Claire Brown, writing recently in the New York Times Magazine, explains how herbicides are losing the war against weeds. She vividly shows how industrialized agriculture’s reliance on a few poisons has not kept pace with the evolutionary vitality of crop-killing plants.
Brown describes how Palmer amaranth, a pigweed, “can re-root itself after being yanked from the ground. It can grow three inches a day. And it has evolved resistance to many of the most common weed killers, continuing to reproduce in what ought to be the worst of circumstances.”

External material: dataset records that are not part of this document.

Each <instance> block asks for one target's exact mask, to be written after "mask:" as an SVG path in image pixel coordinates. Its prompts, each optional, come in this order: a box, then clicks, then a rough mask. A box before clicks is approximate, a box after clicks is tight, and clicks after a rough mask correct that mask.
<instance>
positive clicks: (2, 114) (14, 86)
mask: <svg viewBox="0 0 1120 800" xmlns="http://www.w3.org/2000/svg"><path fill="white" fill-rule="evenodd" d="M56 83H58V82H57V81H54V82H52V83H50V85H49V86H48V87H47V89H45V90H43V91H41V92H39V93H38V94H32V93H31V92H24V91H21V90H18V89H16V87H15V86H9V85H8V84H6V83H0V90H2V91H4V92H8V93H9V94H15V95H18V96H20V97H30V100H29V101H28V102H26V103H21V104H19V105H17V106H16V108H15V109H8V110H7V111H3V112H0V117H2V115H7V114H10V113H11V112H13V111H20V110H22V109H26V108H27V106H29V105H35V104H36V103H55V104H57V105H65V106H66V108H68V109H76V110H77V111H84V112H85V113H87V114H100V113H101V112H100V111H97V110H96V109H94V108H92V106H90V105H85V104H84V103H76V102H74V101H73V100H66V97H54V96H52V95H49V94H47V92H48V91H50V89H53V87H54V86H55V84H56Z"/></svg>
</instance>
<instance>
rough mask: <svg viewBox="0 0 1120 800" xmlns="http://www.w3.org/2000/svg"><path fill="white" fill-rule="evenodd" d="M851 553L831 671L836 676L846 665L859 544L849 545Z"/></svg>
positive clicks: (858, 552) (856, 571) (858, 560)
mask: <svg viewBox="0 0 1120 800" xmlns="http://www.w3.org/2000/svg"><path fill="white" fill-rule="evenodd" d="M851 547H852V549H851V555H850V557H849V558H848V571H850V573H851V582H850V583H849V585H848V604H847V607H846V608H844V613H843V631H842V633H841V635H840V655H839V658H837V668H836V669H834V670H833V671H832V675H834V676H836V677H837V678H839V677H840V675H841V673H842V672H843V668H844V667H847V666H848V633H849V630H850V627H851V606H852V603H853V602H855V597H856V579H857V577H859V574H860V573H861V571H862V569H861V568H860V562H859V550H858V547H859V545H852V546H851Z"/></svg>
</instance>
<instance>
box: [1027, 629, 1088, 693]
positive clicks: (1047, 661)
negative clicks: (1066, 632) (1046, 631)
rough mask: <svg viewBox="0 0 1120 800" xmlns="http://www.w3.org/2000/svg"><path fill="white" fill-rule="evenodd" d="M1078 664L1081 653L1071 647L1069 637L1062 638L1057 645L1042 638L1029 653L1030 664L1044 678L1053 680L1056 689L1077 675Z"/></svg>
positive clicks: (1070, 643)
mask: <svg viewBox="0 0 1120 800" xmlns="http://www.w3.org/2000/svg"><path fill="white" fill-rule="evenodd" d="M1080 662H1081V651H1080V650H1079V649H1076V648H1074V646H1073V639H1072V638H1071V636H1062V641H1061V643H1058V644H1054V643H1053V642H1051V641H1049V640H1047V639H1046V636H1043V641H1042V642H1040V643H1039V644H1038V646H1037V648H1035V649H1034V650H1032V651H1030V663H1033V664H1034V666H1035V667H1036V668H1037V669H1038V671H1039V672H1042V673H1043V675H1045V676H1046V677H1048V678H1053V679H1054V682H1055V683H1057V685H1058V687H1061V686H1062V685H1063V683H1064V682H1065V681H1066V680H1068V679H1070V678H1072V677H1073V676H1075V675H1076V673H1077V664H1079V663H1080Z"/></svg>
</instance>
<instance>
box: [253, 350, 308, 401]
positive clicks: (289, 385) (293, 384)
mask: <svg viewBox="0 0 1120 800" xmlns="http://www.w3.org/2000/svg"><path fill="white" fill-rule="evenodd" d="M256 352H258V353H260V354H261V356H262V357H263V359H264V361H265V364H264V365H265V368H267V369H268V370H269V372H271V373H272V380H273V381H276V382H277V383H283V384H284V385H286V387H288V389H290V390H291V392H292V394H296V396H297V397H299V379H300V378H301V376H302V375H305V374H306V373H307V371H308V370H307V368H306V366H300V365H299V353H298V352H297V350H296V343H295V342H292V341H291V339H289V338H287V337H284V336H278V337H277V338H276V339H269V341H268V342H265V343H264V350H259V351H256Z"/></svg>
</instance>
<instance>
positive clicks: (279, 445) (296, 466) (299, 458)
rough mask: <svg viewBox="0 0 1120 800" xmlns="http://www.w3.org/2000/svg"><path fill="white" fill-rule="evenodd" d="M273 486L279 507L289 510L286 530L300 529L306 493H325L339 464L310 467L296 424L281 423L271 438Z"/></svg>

Such superweeds have caused herbicide costs to more than double over the last decade or so, leading to higher prices for corn and soybeans, the core of animal feeds. The result is more expensive meat.
Because no better weed killer has been introduced in the past fifteen years, Brown says pressure builds to use older herbicides that “come with environmental side effects.”
While Tech to Table, my new book on entrepreneurs reimagining food, introduces innovators plucking weeds with robots (and without herbicides), Brown’s article prompts me to highlight another super-problem of industrialized agriculture—the overuse of antibiotics and the growth of superbugs.
Big Ag increasingly uses antibiotics to feed and medicate livestock. Its overreliance on these drugs in factory farms, both to treat animals for disease and to fatten them up, is leading to the rise of superbugs that resist such medications. Meat and poultry production accounts for about 80 percent of U.S. antibiotic use, while roughly 1.5 million people die each year from drug-resistant illnesses.
When adding superweeds and superbugs to industrialized agriculture’s more-noted environmental contamination and malnutrition, it’s clear our food and farm system needs disruption. It needs innovators.
Richard Munson is the author of Tech to Table: 25 Innovators Reimagining Food.